Greens can come from the yard or farm as grass clippings, plants, manure (certain types), green leaves, fruit and veggie scraps, etc. They hold moisture in captivity, and anyone who has tried to sun dry fresh fruit or vegetables knows how much moisture content that has to be evaporated before the dried edible product is ready for inclusion in your backpack. Coffee grounds, eggshells and depleted tea bags are a wonderful addition too. The greens are a source of rich nitrogen, and an excellent provider of protein for the proletarian like microbes as they Greens are great additives to the mix but as always with greens, mix them well with dry browns so they don't mat up space to cut off air circulation.

When you think "brown", think dry. Old leaves, dead plants, wood chips, straw, sawdust. These act as a source of energy for the microbes, and because they are dry by nature, should be moistened prior to inclusion to your fermenting compost horn of plenty. The balance of dry and wet compliment each other as the bulkier browns help with aeration, and the wet greens maintain adequate moisture levels.

Anyone who has spent much time in the woods or on the road, knows that hardwoods make for a long lasting camp cooking fire, while the pines flame up and burn fast for quick hot fires.
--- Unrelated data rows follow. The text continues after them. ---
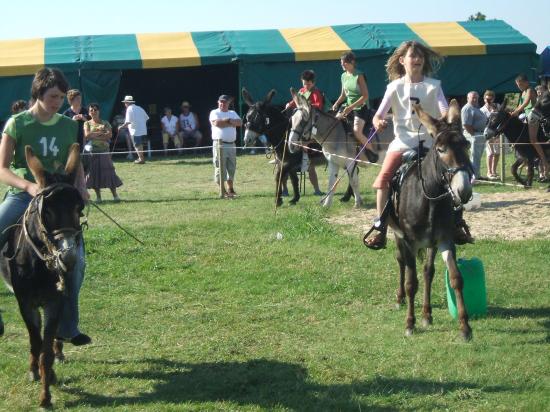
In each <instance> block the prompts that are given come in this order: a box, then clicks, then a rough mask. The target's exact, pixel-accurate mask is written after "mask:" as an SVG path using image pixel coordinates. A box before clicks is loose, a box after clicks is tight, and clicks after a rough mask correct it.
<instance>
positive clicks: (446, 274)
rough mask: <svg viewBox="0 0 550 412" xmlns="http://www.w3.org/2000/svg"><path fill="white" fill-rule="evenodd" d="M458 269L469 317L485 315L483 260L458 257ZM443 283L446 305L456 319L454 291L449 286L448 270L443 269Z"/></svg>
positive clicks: (486, 313)
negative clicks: (460, 274)
mask: <svg viewBox="0 0 550 412" xmlns="http://www.w3.org/2000/svg"><path fill="white" fill-rule="evenodd" d="M456 263H457V265H458V269H459V270H460V273H461V274H462V279H464V288H463V290H462V293H463V295H464V304H465V305H466V313H468V317H469V318H479V317H484V316H485V315H487V287H486V286H485V271H484V270H483V262H481V260H479V259H478V258H472V259H458V260H457V262H456ZM445 285H446V286H447V306H448V308H449V313H450V314H451V316H452V317H453V319H458V309H457V307H456V296H455V291H454V289H453V288H452V287H451V282H450V279H449V271H448V270H445Z"/></svg>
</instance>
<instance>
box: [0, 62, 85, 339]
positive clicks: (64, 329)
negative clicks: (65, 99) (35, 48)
mask: <svg viewBox="0 0 550 412" xmlns="http://www.w3.org/2000/svg"><path fill="white" fill-rule="evenodd" d="M68 88H69V84H68V82H67V80H66V79H65V76H64V75H63V73H62V72H61V71H59V70H57V69H50V68H43V69H40V70H39V71H38V72H36V74H35V76H34V79H33V82H32V86H31V97H32V99H33V101H34V103H33V105H32V106H31V107H30V108H29V109H28V110H25V111H22V112H21V113H18V114H16V115H14V116H12V117H11V118H10V119H9V120H8V121H7V123H6V126H5V128H4V131H3V133H2V141H1V143H0V182H1V183H3V184H5V185H7V186H9V187H10V188H9V189H8V192H7V194H6V196H5V198H4V201H3V202H2V203H1V204H0V249H1V248H2V247H3V246H4V244H5V243H6V240H7V234H6V232H5V230H6V229H7V228H8V227H10V226H12V225H14V224H16V223H17V222H18V221H19V219H20V218H21V216H22V215H23V214H24V213H25V210H26V209H27V206H28V205H29V203H30V202H31V200H32V198H33V197H34V196H36V195H37V194H38V192H39V190H40V188H39V186H38V184H37V183H36V182H35V181H34V178H33V176H32V174H31V172H30V170H29V168H28V166H27V162H26V159H25V146H26V145H29V146H31V147H32V150H33V152H34V153H35V155H36V156H37V157H38V158H39V159H40V161H41V162H42V165H43V166H44V169H46V170H47V171H48V172H51V173H55V172H61V171H62V170H63V168H64V166H65V164H66V163H67V159H68V156H69V148H70V147H71V145H72V144H73V143H75V142H76V140H77V136H78V126H77V123H76V122H75V121H74V120H72V119H69V118H68V117H66V116H63V115H61V114H59V113H58V111H59V109H60V108H61V106H62V105H63V101H64V99H65V95H66V93H67V90H68ZM76 186H77V189H79V191H80V193H81V195H82V197H83V199H84V200H85V201H87V200H88V198H89V196H88V192H87V190H86V186H85V184H84V173H83V171H82V167H80V170H79V173H78V177H77V183H76ZM85 265H86V263H85V253H84V240H83V239H82V241H81V242H79V256H78V259H77V264H76V265H75V268H74V273H73V274H72V276H70V277H67V279H71V281H70V282H67V290H68V293H67V295H65V302H64V308H63V314H62V316H61V322H60V324H59V329H58V338H59V339H63V340H67V341H70V342H71V343H72V344H74V345H85V344H87V343H90V342H91V338H90V337H89V336H88V335H86V334H84V333H81V332H80V330H79V329H78V323H79V314H78V295H79V292H80V287H81V286H82V281H83V279H84V269H85Z"/></svg>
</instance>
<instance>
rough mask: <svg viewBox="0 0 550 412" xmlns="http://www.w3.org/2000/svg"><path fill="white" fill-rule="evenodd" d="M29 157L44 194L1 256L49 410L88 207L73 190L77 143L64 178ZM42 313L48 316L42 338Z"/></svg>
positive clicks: (28, 165)
mask: <svg viewBox="0 0 550 412" xmlns="http://www.w3.org/2000/svg"><path fill="white" fill-rule="evenodd" d="M25 157H26V160H27V164H28V166H29V169H30V170H31V172H32V174H33V176H34V178H35V180H36V183H37V184H38V186H39V187H40V192H39V193H38V195H37V196H36V197H34V198H33V199H32V201H31V203H30V204H29V206H28V208H27V210H26V211H25V214H24V215H23V217H22V218H21V220H20V222H19V223H18V224H17V225H15V226H13V227H12V228H11V229H10V233H9V236H8V241H7V243H6V245H5V246H4V249H3V251H2V254H1V256H0V271H1V272H2V276H3V278H4V281H5V282H6V284H7V286H8V288H9V289H11V290H12V291H13V292H14V293H15V297H16V299H17V303H18V305H19V310H20V312H21V316H22V317H23V321H24V322H25V325H26V327H27V330H28V333H29V340H30V353H31V354H30V370H29V377H30V378H31V379H32V380H38V379H40V381H41V384H42V389H41V392H40V406H41V407H44V408H48V407H51V393H50V385H51V384H55V382H56V376H55V373H54V370H53V362H54V356H55V357H58V358H62V357H63V354H62V352H61V351H62V345H61V344H55V345H54V337H55V336H56V333H57V329H58V325H59V320H60V318H61V313H62V310H63V299H62V298H63V293H65V280H66V277H67V276H69V275H70V273H72V269H73V268H74V266H75V264H76V262H77V259H78V253H77V249H78V242H79V239H80V233H81V226H80V216H81V214H82V209H83V208H84V200H83V199H82V196H81V195H80V193H79V191H78V190H77V189H76V188H75V187H74V182H75V179H76V176H77V173H78V169H79V166H80V155H79V145H78V144H76V143H75V144H73V145H72V146H71V148H70V152H69V157H68V159H67V164H66V165H65V173H66V174H51V173H48V172H47V171H46V170H44V168H43V166H42V163H41V162H40V160H39V159H38V158H37V157H36V156H35V155H34V153H33V151H32V149H31V147H30V146H26V147H25ZM39 308H42V309H43V312H44V331H43V335H42V331H41V323H42V320H41V316H40V312H39ZM56 343H57V342H56ZM54 346H55V348H54Z"/></svg>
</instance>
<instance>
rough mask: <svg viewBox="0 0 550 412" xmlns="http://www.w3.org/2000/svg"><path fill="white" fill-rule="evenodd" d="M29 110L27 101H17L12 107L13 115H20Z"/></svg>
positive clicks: (13, 103)
mask: <svg viewBox="0 0 550 412" xmlns="http://www.w3.org/2000/svg"><path fill="white" fill-rule="evenodd" d="M26 108H27V102H26V101H25V100H17V101H15V102H13V104H12V105H11V112H12V114H16V113H19V112H21V111H23V110H25V109H26Z"/></svg>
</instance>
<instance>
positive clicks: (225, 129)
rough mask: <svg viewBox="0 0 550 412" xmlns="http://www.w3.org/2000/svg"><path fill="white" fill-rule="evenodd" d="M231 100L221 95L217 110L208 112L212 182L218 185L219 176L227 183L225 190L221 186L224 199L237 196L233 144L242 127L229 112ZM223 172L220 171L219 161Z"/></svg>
mask: <svg viewBox="0 0 550 412" xmlns="http://www.w3.org/2000/svg"><path fill="white" fill-rule="evenodd" d="M230 103H231V98H230V97H229V96H227V95H225V94H222V95H221V96H220V97H219V98H218V108H217V109H214V110H212V111H211V112H210V117H209V119H210V124H211V125H212V153H213V157H214V180H215V181H216V183H219V179H220V175H221V176H223V181H224V182H225V181H226V182H227V190H225V184H224V185H223V195H224V197H229V198H233V197H235V196H236V195H237V194H236V193H235V189H234V187H233V180H234V178H235V170H236V169H237V149H236V147H235V142H236V140H237V127H241V126H242V120H241V118H240V117H239V115H238V114H237V113H236V112H235V111H233V110H229V104H230ZM218 156H222V159H223V161H222V163H223V166H224V169H225V170H222V171H220V159H219V158H218Z"/></svg>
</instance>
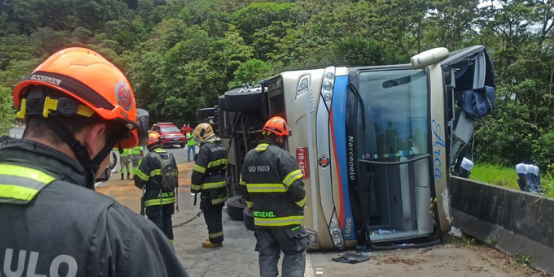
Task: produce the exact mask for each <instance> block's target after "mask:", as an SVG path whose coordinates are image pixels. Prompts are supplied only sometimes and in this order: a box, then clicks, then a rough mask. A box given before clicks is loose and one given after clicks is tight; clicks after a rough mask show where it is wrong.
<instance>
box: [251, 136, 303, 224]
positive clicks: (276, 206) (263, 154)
mask: <svg viewBox="0 0 554 277" xmlns="http://www.w3.org/2000/svg"><path fill="white" fill-rule="evenodd" d="M302 177H303V175H302V172H301V171H300V169H299V168H298V164H297V162H296V160H295V159H294V157H292V156H291V155H290V154H289V153H288V152H287V151H285V150H283V149H281V148H280V147H279V146H277V145H275V144H271V142H269V141H265V140H262V141H261V142H260V144H259V145H258V146H257V147H256V148H255V149H252V150H250V151H249V152H248V153H247V154H246V157H245V158H244V163H243V165H242V174H241V180H240V185H241V186H240V187H241V191H242V194H243V196H244V198H245V200H246V203H247V204H248V206H249V207H251V208H252V212H253V214H254V224H255V225H256V227H261V228H284V227H293V226H298V225H300V223H301V221H302V218H303V217H304V206H305V203H306V191H304V183H303V182H302Z"/></svg>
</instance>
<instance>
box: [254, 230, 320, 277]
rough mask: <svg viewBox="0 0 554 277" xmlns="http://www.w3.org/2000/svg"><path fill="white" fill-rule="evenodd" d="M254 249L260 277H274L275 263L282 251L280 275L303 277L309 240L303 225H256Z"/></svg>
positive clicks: (283, 276)
mask: <svg viewBox="0 0 554 277" xmlns="http://www.w3.org/2000/svg"><path fill="white" fill-rule="evenodd" d="M256 238H257V243H256V251H258V262H259V264H260V277H276V276H277V275H278V274H279V270H278V269H277V263H278V262H279V256H280V254H281V251H283V254H284V257H283V267H282V269H281V273H282V275H281V276H282V277H303V276H304V269H305V267H306V249H308V245H309V244H310V241H309V239H308V234H306V231H305V230H304V227H301V226H298V227H294V228H279V229H265V228H258V227H256Z"/></svg>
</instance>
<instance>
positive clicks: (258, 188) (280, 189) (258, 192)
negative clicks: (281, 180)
mask: <svg viewBox="0 0 554 277" xmlns="http://www.w3.org/2000/svg"><path fill="white" fill-rule="evenodd" d="M246 188H247V189H248V192H252V193H259V192H287V189H286V188H285V186H283V184H281V183H278V184H248V185H246Z"/></svg>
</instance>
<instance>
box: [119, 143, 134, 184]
mask: <svg viewBox="0 0 554 277" xmlns="http://www.w3.org/2000/svg"><path fill="white" fill-rule="evenodd" d="M119 161H120V163H121V168H120V169H119V173H121V180H123V174H124V173H125V172H127V179H131V176H130V175H131V149H123V153H119Z"/></svg>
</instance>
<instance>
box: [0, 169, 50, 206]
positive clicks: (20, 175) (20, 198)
mask: <svg viewBox="0 0 554 277" xmlns="http://www.w3.org/2000/svg"><path fill="white" fill-rule="evenodd" d="M54 180H56V178H54V177H52V176H50V175H48V174H46V173H44V172H42V171H40V170H37V169H33V168H28V167H23V166H18V165H12V164H0V202H3V203H15V204H25V203H28V202H29V201H31V200H33V198H34V197H35V196H36V195H37V194H38V193H39V192H40V190H41V189H42V188H44V187H45V186H46V185H48V184H50V183H52V182H53V181H54Z"/></svg>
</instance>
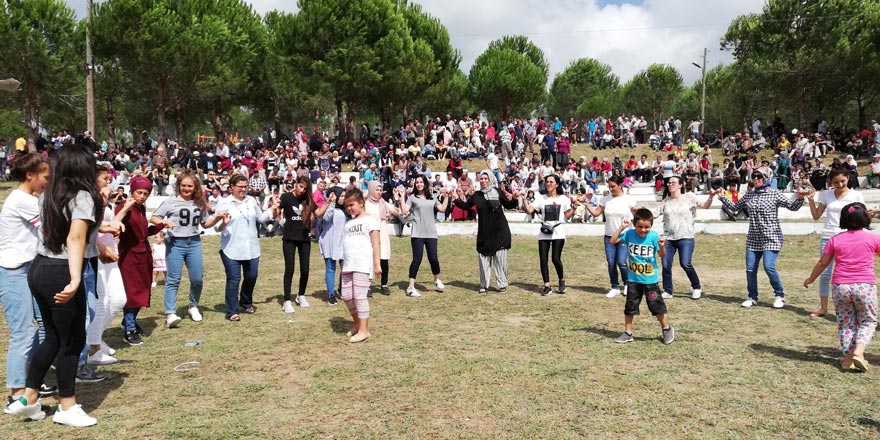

In the compost, the connifers breakdown slower than hardwoods, perhaps because of the water and sap (a great campfire starter by the way) content in them.

Compost don'ts. Don't add chemically treated woods, and human waste or humamure is an absolute no-no. You may live the healthy lifestyle, eat properly and live to be 100, but adding humanure to the pile is dangerous and potentially poisonous, If you think manure just happens, think again. When it comes to manure...get a horse! Or a cow or a chicken even. Pet droppings from Fido and Felix? Forgettaboutit. Meat fat and bones will take a millenium to breakdown so don't waste your time with that waste matter either. Diseased plants, and dormant, not dead weeds that can regenerate in the pile and end up in your garden along with your plethora of plenty is also verbotten.

Composting is a very personal endeavor dealing with "browns and greens," air and water amounts and making sure you have enough nitrogen and protein in the pile to keep the workers happy. When compost is complete, It's ready for the garden or mulch. Mulch prevents erosion, water evaporation and the drying affect of wind and sun. As it decomposes the mulch will release nutrients to the soil and the worms will have the equivilent of a farmhands field day.

Completed compost is pure organi-poetry. It has a feel and smell all it's own. It also has a magic and a power all it's own when placed in heaping harmonious helpings onto and into the garden. In martial arts, the goal is to attain a black belt, in the garden, a simple "greenbelt" along with a "green thumb" will do just fine.